The District Magistrate knew that the Head Office of the petitioner was at Jhansi. He also knew that it was the petitioner who was in possession of the requisitioned premises as a tenant. It is clear that the order passed under Section 29 of the Act was addressed to the petitioner. Now it would be seen that Rule 16 of the Defence of India (Requisitioning and Acquisition of Immoveable Property) Rules 1962 enjoins that every notice or order issued or made under Chapter 6 of the Act shall, in the case of any notice or order, affecting an individual, corporation or firm be served in the manner provided for the service of summons in Rule 2 of Order 29 or Rule 3 of Order 30 as the case may be in the first Schedule of the Code of Civil Procedure 1908. The petitioner is a corporation According to Rule 2 of Order 29 of the C.P. Code the service could have been effected on the petitioner either by sending the notice or order to its Secretary or any Director or other principal officer or by sending it by post addressed to the petitioner at its registered office. It cannot be disputed that the petitioner has its registered office at Jhansi and its address was available to the District Magistrate The notice or the order under Section 29 of the Act was not served upon any principal officer or the Secretary or any Director of the petitioner. It was not sent to its registered office at Jhansi. The District Magistrate contented himself by having it affixed at the local address of the petitioner in the requisitioned premises itself. There thus has been non-compliance with Rule 16.

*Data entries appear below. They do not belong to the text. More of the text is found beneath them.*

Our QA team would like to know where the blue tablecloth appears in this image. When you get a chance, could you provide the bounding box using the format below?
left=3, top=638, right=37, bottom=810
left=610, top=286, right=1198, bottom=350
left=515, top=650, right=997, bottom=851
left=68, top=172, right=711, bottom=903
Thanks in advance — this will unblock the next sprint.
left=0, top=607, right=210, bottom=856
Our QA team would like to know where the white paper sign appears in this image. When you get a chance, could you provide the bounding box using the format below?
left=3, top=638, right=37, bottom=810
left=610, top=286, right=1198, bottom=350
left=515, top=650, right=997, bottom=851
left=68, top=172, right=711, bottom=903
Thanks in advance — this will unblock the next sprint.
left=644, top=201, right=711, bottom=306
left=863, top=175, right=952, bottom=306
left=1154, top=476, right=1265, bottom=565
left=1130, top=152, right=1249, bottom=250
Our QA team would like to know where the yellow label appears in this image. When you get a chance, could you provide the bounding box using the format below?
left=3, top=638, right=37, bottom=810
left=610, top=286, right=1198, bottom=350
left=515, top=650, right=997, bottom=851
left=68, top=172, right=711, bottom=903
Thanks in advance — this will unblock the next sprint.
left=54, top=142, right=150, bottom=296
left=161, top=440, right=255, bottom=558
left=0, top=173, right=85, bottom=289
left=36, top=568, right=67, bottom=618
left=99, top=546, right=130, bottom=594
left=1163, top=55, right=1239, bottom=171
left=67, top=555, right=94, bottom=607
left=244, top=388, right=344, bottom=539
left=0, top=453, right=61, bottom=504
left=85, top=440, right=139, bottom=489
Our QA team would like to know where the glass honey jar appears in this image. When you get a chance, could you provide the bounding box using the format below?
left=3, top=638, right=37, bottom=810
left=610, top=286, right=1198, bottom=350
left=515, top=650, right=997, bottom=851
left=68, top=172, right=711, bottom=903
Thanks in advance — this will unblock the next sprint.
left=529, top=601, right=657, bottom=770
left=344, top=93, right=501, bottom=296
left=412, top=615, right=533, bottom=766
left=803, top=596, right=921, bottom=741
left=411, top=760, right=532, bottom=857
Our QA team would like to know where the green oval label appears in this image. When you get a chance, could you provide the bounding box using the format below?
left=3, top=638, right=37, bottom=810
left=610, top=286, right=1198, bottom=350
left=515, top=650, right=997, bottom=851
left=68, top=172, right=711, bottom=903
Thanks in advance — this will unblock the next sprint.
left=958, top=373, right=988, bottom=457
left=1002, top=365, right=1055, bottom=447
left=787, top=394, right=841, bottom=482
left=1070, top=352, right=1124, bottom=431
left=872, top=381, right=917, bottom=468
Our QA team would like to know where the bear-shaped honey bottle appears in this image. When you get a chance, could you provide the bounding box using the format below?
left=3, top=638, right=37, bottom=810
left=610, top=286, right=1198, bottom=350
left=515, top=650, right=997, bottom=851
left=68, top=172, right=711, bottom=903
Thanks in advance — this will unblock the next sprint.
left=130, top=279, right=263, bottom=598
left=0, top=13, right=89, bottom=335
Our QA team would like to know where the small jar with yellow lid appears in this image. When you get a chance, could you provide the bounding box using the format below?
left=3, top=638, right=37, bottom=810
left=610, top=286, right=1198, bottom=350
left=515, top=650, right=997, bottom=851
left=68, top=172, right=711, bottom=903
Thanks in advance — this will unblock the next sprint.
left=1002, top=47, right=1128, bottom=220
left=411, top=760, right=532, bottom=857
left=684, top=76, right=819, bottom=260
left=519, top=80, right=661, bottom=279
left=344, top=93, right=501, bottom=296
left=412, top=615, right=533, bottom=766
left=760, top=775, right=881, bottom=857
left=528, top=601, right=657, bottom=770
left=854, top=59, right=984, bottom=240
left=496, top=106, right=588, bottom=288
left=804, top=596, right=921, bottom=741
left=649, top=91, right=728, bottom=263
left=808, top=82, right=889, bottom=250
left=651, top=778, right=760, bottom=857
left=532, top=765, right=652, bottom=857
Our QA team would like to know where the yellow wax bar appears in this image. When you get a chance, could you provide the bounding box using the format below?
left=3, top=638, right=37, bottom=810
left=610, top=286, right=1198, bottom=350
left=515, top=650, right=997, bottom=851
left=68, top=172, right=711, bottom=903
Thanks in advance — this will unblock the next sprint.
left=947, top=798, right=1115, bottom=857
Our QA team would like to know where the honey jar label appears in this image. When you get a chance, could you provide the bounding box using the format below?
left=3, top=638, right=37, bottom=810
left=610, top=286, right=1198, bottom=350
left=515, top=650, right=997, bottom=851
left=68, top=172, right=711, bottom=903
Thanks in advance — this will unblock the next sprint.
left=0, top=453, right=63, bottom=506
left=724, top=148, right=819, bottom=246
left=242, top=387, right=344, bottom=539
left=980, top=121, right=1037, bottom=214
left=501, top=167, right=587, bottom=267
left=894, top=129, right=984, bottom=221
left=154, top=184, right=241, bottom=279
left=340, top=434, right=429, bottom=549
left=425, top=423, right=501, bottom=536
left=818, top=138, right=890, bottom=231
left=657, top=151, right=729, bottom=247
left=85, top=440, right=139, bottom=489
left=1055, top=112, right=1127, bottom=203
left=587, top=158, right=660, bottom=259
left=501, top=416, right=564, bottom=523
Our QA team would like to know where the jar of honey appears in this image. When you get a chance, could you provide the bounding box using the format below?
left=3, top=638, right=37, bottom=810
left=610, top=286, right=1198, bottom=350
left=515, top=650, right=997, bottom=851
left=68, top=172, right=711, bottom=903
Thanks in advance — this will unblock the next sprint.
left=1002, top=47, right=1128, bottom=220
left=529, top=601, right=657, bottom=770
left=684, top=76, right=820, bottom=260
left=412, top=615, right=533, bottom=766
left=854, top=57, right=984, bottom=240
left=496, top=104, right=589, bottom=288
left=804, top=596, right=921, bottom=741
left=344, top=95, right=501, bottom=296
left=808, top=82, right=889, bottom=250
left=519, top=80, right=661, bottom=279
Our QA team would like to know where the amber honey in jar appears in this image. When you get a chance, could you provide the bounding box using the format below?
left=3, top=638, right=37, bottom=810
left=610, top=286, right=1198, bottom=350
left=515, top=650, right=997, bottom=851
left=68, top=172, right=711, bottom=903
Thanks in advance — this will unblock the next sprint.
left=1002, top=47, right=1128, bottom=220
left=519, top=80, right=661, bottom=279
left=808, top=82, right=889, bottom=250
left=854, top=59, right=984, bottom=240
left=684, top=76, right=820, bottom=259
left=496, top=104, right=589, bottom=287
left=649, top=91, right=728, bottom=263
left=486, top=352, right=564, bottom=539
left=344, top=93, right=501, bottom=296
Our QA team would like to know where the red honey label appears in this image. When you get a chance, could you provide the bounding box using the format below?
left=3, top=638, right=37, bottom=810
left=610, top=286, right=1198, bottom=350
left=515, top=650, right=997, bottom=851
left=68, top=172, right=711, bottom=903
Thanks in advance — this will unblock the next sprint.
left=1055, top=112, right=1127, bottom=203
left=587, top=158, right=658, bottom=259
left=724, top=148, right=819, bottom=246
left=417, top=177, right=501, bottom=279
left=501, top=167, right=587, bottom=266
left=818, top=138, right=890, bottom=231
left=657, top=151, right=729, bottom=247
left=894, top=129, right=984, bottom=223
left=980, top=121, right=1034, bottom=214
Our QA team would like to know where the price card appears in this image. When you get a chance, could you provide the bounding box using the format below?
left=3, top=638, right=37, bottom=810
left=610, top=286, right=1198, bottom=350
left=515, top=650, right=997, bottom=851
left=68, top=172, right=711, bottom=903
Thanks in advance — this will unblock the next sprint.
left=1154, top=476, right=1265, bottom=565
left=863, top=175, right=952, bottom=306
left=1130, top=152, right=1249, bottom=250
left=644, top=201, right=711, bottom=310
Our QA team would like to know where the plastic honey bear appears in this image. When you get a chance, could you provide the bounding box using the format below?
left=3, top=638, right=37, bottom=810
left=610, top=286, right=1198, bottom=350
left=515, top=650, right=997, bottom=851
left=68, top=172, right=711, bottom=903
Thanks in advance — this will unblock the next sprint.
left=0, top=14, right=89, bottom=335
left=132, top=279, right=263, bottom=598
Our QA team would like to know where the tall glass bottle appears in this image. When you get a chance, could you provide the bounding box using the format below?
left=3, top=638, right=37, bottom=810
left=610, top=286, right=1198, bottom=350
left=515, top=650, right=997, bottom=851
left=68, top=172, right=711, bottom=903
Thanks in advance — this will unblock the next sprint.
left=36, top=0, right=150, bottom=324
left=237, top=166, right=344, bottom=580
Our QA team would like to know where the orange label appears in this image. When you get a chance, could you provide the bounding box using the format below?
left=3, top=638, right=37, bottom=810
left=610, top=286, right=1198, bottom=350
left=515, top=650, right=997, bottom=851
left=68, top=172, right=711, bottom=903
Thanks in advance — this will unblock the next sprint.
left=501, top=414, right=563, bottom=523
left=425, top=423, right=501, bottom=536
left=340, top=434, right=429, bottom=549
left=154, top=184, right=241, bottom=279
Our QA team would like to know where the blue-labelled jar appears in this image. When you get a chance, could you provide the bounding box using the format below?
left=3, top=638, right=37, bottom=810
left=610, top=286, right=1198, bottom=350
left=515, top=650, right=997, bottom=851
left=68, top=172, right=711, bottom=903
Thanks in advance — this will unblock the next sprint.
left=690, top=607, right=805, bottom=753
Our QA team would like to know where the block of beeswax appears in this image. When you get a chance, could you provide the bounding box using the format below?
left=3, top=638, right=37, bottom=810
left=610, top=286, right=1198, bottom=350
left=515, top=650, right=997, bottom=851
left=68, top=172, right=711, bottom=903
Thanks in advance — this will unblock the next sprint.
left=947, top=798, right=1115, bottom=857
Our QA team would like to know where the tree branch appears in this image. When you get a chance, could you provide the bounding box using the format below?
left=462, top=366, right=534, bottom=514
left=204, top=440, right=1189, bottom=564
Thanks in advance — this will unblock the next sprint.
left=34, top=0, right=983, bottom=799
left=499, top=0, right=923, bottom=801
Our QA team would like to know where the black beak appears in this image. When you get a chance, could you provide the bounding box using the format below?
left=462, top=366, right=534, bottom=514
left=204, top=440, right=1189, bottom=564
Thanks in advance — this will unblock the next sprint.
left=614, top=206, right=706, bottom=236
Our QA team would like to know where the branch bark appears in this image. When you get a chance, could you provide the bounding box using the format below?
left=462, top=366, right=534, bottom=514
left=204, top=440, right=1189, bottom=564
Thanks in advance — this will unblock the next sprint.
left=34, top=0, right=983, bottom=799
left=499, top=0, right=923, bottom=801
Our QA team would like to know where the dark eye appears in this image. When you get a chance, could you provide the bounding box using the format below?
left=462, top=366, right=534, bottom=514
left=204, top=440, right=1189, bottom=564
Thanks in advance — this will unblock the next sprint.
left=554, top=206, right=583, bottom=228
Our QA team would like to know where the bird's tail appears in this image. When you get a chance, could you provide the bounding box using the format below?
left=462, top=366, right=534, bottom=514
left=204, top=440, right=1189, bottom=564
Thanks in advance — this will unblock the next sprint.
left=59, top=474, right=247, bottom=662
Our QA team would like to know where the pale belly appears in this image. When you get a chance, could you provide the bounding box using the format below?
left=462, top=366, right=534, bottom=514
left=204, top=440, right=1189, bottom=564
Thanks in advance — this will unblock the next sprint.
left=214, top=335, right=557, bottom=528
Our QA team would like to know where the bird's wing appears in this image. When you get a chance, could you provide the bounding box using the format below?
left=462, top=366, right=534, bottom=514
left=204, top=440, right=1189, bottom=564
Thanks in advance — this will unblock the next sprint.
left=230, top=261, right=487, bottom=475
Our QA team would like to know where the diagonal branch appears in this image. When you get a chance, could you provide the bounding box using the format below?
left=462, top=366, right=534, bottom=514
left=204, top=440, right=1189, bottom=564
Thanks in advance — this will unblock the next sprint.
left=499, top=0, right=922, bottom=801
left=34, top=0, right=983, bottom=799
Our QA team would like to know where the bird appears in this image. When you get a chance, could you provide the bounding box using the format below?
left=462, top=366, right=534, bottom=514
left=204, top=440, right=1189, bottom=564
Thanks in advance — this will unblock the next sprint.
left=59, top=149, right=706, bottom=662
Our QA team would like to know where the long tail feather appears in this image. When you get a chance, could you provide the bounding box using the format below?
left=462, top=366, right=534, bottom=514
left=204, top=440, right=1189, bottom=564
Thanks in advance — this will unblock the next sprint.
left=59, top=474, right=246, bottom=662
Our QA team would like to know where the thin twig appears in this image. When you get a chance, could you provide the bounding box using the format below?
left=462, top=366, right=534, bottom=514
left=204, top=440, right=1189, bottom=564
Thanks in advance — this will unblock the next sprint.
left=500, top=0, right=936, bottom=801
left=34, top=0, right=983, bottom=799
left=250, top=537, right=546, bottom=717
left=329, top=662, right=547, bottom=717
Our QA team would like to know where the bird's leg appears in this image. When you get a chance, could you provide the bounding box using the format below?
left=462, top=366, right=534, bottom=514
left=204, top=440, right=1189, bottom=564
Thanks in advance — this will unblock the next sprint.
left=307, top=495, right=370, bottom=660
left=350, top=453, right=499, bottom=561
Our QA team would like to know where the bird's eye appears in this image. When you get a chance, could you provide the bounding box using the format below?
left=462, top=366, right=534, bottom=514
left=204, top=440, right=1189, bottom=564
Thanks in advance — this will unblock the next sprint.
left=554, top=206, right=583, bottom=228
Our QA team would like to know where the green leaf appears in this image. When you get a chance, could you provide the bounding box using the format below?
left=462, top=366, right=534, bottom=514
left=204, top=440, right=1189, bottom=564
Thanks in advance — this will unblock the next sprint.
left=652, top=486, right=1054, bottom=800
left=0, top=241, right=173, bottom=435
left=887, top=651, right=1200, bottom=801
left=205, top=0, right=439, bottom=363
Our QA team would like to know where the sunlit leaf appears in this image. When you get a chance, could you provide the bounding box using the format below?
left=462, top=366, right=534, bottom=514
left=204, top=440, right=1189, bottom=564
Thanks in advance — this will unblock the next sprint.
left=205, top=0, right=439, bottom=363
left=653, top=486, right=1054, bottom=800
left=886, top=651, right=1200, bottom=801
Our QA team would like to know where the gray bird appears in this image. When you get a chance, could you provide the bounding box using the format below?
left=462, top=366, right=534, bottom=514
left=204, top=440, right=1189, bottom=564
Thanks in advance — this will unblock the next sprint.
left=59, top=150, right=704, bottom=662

Sub-section (2) of Section 29 lays down that the requisitioning shall be effected by an order in writing addressed to the person deemed to be the owner or person in possession of the property and such an order shall be served in the prescribed manner on the person to whom it is addressed. It follows therefrom that before the requisition can be effective the order in writing addressed to the person deemed to be the owner or person in possession of the property must be served and the service must be carried out in the prescribed manner. To give legal effect to the requisition the conditions laid down in Sub-section (2) of Section 29 must be fulfilled. I have already found above that the order of requisition was not served upon the petitioner in the prescribed manner, that is. In accordance with Rule 16.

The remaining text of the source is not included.